Wattle and daub houses maintained largely by women in tribal parts of Odisha and Bengal provide cool shelter to families when temperatures soar

By Mitashi Singh, Harikrishnan CU
Published: Tuesday 08 March 2022

It was near Bisoi (Mayurbhanj district) in Odisha that we came across Paaki, a 12-year-old girl, who was decorating a mud-plastered wall with colours and patterns. Attracted by the peculiar patterns in the artwork, we asked her how she learned to do it.

She pointed to her mother who was husking in the yard. The mother’s attention shifted from the grains to the guests who walked into her verandah — the one she had polished the previous week.

Our journeys through the remote villages in the tribal belts of West Bengal and Odisha revealed to us how women form the core of these rural communities and lead the struggle for survival and towards climate adaptation.

In most of these villages, the construction and upkeep of the house is done largely by the women of the house. These locations are dominated by houses made of thatch, bamboo and mud. From sourcing of materials to thatching to walling to plastering, all is done by women. Only roofing is done by men.

To make these houses, women prepare a mix of red and black soil with water to form a sticky clay called ‘daub’. This daub is applied to the interwoven frame of wooden strips forming the wall panel. This technique and structure is known as ‘wattle and daub’.

In another technique, the daub mix is made into bricks by both men and women. Up to four layers of these bricks are stacked to make the wall and left to dry for nearly four days.

The plastering of walls and flooring is done by preparing a mix of cow-dung, mud and water. This plastering and flooring activity is done by women only.
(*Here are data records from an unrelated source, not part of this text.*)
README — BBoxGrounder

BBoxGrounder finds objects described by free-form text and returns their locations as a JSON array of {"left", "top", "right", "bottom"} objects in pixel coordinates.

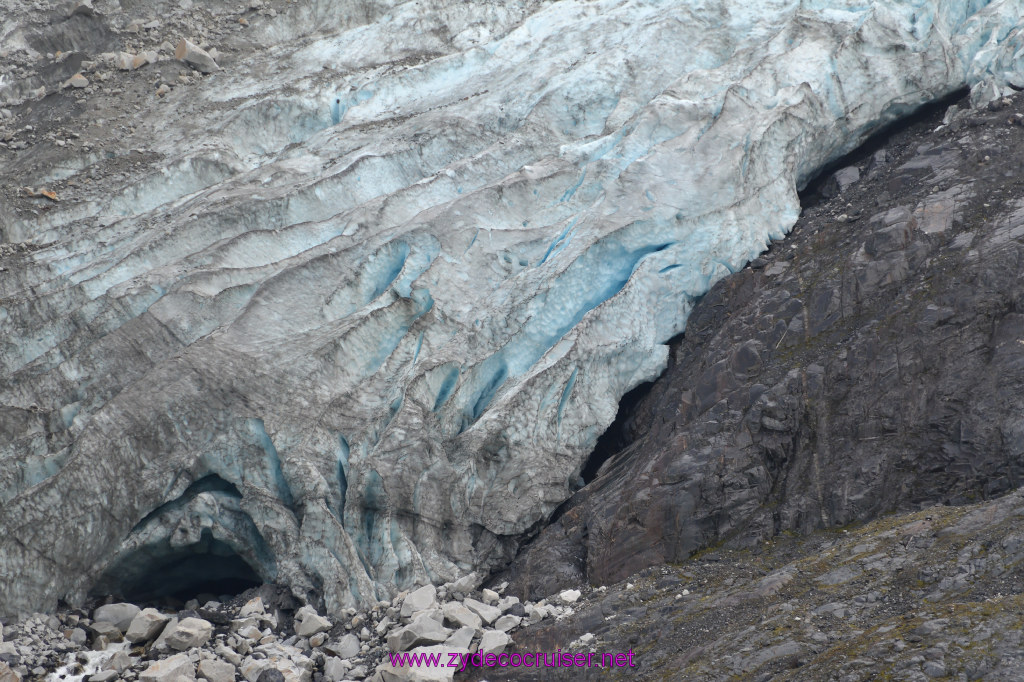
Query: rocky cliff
[
  {"left": 0, "top": 0, "right": 1022, "bottom": 638},
  {"left": 483, "top": 87, "right": 1024, "bottom": 681}
]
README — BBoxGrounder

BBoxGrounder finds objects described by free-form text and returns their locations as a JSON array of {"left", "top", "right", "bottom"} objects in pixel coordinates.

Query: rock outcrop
[
  {"left": 0, "top": 0, "right": 1022, "bottom": 614},
  {"left": 503, "top": 89, "right": 1024, "bottom": 596}
]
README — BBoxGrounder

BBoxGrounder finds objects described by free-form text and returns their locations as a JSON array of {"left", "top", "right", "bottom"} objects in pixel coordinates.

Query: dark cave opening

At the same time, the lady of the house trains her kids to paint and decorate the walls. She too had learnt how to develop her house from her own mother. And this is how these communities have learnt to shelter themselves from the harsh hot and humid climate of the region and lived with thermal comfort for generations.

The daub and plaster mix is much cooler than cement. It uses locally available materials and does not cost much. But women have to travel to the nearest forest or distances of nearly10 kilometres to source the different types of soil and wood. Still, this cost is nothing as long as the family gets to live in a comfortably liveable house.
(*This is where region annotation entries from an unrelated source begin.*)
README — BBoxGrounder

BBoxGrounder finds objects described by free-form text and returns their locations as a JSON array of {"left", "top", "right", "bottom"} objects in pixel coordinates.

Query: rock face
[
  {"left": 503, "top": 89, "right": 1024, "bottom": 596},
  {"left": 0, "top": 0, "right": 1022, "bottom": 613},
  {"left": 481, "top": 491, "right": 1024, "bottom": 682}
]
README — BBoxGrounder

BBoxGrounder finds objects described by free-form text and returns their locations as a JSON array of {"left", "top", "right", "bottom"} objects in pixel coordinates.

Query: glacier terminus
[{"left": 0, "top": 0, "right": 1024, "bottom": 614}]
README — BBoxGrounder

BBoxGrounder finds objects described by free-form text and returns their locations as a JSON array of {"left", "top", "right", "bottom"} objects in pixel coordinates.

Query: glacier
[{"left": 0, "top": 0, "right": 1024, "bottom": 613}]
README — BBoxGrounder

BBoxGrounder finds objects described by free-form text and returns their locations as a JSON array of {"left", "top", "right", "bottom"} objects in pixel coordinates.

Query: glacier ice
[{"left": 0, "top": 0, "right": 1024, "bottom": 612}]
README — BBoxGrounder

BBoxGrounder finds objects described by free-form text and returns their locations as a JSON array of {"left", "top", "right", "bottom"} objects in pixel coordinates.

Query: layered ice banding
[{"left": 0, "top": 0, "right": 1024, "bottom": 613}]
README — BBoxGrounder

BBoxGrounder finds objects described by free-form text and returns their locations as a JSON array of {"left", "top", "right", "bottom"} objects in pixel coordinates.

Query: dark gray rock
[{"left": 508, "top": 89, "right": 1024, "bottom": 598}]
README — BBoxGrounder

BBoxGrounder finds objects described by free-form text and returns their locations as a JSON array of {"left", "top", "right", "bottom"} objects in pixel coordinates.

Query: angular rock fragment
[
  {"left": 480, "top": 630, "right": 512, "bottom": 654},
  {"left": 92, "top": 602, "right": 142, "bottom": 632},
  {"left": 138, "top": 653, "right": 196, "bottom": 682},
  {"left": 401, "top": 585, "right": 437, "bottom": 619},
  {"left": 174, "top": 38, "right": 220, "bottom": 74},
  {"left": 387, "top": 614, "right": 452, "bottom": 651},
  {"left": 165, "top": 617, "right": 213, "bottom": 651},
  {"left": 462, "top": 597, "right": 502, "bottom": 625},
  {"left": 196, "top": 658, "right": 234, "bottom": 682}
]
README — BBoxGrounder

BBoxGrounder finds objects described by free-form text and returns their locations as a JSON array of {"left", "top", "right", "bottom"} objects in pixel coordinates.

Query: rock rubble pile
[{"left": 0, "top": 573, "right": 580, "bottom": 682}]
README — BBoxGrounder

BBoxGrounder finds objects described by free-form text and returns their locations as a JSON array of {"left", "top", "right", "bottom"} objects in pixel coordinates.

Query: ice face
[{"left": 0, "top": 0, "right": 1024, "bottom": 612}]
While the residents are fully aware that mud keeps their house cool in the harsh summer, the dream of a pucca house dilutes this awareness. The perception that cement is a ‘modern’, expensive and strong material supercedes the cooling that a mud house provides to them when the mercury rises to 38 degrees Celsius.

However, these travels have demonstrated one thing clearly, that beyond the functional roles that these women play, the villages, tribes and communities are strongly dependent on the women for their survival.

This builds a great case to nurture this role further by skilling these women on new materials and building techniques that are stronger, more resilient and sustainable. Schemes like Pradhan Mantri Awas Yojana (Grameen) or Deen Dayal Upadhyay Grameen Kaushal Yojana must recognise and internalise this.